Tools & MCP Integrations
APIs, function calling, MCP, external systems, databases, CRMs, communication platforms, automation pipelines.
Workflow & Automation
Decision trees, autonomous workflows, event handling, approvals, escalations, and cross-system execution.
Identity & Permissions
Access control, tenant separation, identity, permissions, audit, governance, and security.
APIs & Developer Frameworks
Programmable infrastructure for building apps, copilots, vertical SaaS, marketplaces, and digital workers.
Why this layer matters
Most companies today are focused on building models, or building applications. But the long-term strategic value may consolidate in the middle layer that orchestrates intelligence, abstracts complexity, standardizes agentic systems, manages memory, powers automation, and connects everything together.
The BRAIN layer becomes the operating system for intelligence, the middleware of AI, and the coordination layer for the agentic internet. This is where AI stops behaving like a chatbot and starts behaving like infrastructure.

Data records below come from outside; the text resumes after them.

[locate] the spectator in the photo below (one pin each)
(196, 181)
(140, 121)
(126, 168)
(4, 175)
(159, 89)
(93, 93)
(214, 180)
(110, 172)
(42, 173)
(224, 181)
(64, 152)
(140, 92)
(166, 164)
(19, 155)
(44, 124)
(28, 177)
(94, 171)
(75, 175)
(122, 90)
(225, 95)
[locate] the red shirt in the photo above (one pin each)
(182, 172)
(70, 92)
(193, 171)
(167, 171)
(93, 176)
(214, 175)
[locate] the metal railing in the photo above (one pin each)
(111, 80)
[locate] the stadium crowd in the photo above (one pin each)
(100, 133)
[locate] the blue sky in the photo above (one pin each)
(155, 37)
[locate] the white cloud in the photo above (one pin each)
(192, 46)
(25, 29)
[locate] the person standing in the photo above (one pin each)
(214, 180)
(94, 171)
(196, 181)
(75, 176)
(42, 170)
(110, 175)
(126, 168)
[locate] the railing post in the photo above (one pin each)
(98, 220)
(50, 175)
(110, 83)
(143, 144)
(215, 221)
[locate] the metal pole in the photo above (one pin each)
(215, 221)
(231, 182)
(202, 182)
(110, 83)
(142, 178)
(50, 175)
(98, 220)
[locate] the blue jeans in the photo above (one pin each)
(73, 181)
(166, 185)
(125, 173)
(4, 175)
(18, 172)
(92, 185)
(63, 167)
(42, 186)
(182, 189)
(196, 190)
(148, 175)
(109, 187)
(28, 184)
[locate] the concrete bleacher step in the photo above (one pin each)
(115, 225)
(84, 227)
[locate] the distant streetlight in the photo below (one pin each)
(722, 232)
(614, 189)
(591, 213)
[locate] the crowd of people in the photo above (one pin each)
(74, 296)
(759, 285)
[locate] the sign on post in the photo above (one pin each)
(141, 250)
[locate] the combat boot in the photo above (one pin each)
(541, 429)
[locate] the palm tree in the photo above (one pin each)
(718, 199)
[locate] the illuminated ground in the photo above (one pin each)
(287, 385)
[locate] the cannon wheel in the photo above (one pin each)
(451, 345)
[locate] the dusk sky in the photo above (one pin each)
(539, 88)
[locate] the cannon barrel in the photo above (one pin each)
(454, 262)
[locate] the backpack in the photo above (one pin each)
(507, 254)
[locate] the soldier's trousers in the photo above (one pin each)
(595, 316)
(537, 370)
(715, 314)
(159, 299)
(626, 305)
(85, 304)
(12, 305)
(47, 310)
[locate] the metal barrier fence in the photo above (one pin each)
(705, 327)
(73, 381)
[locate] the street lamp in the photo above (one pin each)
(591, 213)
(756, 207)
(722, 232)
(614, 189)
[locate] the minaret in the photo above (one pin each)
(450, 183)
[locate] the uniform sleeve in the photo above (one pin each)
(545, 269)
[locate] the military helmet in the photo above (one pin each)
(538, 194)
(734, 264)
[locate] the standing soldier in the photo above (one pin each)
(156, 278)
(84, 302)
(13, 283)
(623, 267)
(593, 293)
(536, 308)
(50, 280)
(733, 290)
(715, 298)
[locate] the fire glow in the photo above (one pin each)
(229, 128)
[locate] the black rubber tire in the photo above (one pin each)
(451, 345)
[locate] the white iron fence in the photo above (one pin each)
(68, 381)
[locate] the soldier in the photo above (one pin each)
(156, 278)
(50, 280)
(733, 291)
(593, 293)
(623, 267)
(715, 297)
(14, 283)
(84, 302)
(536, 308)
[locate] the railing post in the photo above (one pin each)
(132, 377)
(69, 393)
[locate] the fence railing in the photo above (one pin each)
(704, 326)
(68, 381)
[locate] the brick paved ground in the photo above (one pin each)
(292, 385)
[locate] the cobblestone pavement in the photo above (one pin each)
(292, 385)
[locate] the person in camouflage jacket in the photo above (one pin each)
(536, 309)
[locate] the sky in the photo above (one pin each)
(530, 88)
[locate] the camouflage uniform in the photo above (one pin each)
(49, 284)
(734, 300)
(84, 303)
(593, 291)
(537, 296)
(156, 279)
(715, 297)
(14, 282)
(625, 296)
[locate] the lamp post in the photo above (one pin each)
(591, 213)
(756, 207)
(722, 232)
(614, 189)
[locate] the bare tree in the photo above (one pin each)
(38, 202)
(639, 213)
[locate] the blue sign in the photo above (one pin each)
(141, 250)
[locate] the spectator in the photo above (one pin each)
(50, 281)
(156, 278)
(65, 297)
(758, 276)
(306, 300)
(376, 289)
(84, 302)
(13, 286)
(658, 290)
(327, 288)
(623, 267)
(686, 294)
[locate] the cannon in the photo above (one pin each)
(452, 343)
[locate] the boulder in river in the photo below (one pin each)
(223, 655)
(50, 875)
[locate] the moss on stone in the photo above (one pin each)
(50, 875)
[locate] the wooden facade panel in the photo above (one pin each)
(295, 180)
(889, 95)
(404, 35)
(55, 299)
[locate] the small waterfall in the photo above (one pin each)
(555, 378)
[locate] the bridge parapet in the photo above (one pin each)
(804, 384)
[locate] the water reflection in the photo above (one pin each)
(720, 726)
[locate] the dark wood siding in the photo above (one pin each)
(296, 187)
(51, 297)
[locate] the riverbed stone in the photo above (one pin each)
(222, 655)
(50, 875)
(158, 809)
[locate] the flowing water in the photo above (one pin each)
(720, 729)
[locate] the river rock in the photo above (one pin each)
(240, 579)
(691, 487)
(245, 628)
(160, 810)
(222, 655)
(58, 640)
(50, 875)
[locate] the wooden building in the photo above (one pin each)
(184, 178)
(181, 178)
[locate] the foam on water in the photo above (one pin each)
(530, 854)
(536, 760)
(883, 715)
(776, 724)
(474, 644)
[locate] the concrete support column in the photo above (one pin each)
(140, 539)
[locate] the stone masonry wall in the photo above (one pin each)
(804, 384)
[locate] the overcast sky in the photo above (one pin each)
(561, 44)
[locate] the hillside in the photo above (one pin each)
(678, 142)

Applications & Interfaces Layer
Where humans experience AI
At the top of the stack sit the applications people actually interact with: copilots, consumer AI apps, enterprise SaaS, customer support systems, sales and research assistants, creative tools, robotics interfaces, and vertical industry software.
These applications become dramatically easier and faster to build because the heavy intelligence infrastructure has already been abstracted below them. Developers increasingly focus on user experience, workflows, industry specialization, branding, and distribution, while relying on the BRAIN layer to provide generalized intelligence capabilities underneath.
From standalone models to coordinated intelligence systems.
The AI market is evolving from standalone models and isolated chatbots toward interconnected intelligent systems, persistent agents, shared orchestration layers, and AI-native operating platforms.
The companies that control the abstraction layer between models and applications may ultimately become some of the most strategically important companies in the AI era. Because the future of AI is not just about intelligence. It is about coordinated intelligence systems operating at scale.